Petunjuk Al-Qur’an mengenai Ukhuwah
Proses
berlangsungnya atau bagaimana diterapkannya ukhuwah ini tentunya tak lepas dari
persamaan yang dimiliki antarpihak sebagai faktor penunjang yang secara
signifikan membentuk persaudaraan. Semakin banyak persamaan yang ada, baik
kesamaan rasa maupun kesamaan cita-cita atau target capaian, maka ukhuwah yang
terjalin cenderung menguat. Ukhuwah umumnya melahirkan aksi solidaritas, dapat
berupa aksi yang positif dan negatif.
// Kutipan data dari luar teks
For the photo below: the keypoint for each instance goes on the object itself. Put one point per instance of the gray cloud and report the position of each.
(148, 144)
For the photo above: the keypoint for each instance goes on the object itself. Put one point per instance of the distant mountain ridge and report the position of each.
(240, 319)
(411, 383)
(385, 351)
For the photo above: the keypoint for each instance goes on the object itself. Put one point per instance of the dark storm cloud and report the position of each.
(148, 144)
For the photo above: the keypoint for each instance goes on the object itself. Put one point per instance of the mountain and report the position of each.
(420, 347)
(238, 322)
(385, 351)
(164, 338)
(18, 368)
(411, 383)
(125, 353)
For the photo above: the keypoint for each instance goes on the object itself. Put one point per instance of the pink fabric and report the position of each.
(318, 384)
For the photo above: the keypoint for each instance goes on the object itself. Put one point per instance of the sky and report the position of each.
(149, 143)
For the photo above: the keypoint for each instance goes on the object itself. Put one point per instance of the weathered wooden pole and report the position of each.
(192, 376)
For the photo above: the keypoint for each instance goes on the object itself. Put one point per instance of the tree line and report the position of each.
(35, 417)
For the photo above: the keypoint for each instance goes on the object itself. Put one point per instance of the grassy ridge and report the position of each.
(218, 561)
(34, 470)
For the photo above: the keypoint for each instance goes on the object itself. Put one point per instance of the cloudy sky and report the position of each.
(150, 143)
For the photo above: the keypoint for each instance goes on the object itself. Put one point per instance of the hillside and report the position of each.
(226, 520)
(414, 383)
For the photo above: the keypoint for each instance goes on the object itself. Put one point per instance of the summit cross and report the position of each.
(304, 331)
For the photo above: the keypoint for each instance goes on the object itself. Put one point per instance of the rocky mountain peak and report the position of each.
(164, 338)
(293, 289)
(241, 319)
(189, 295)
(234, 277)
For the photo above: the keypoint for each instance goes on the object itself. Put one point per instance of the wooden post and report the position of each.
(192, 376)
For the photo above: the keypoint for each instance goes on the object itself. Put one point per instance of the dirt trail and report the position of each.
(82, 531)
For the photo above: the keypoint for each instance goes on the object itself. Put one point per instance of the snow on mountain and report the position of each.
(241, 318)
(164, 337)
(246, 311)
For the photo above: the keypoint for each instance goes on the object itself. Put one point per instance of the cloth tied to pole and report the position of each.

Contoh ukhuwah yang melatarbelakangi
sebuah aksi positif yakni ketika terjadi banjir misalnya, sebuah kelompok
masyarakat yang sebelumnya mungkin berselisih paham atau tidak akur antar
anggotanya, dapat timbul ukhuwah saat semuanya menjadi korban banjir. Banjir
ini menyatukan perasaan mereka, berupa rasa sama-sama menderita dan
sepenanggungan. Kesamaan rasa itulah yang kemudian memunculkan kesadaraan untuk
saling membantu. Sedangkan contoh ukhuwah yang berakibat aksi negatif ialah
pemberontakan oleh sekelompok orang terhadap pemerintahan, akibat rasa
persaudaraan yang timbul sesama mereka karena berbagai motif, seperti landasan
atau paham Islam yang melenceng sehingga menimbulkan tindakan pengeboman oleh
kalangan teroris.
Di
dalam Al-Qur’an, terdapat penjelasan atau petunjuk mengenai pelaksanaan ukhuwah
sebagaimana mestinya, sehingga bentuk aksi yang negatif dapat terhindari.
Berikut adalah beberapa poin pedoman ukhuwah yang disebutkan dalam kitab suci
tersebut:
1.
Tetaplah berkompetisi secara sehat dalam
melakukan kebajikan, meski berbeda agama, ideologi, maupun status (QS 5:48).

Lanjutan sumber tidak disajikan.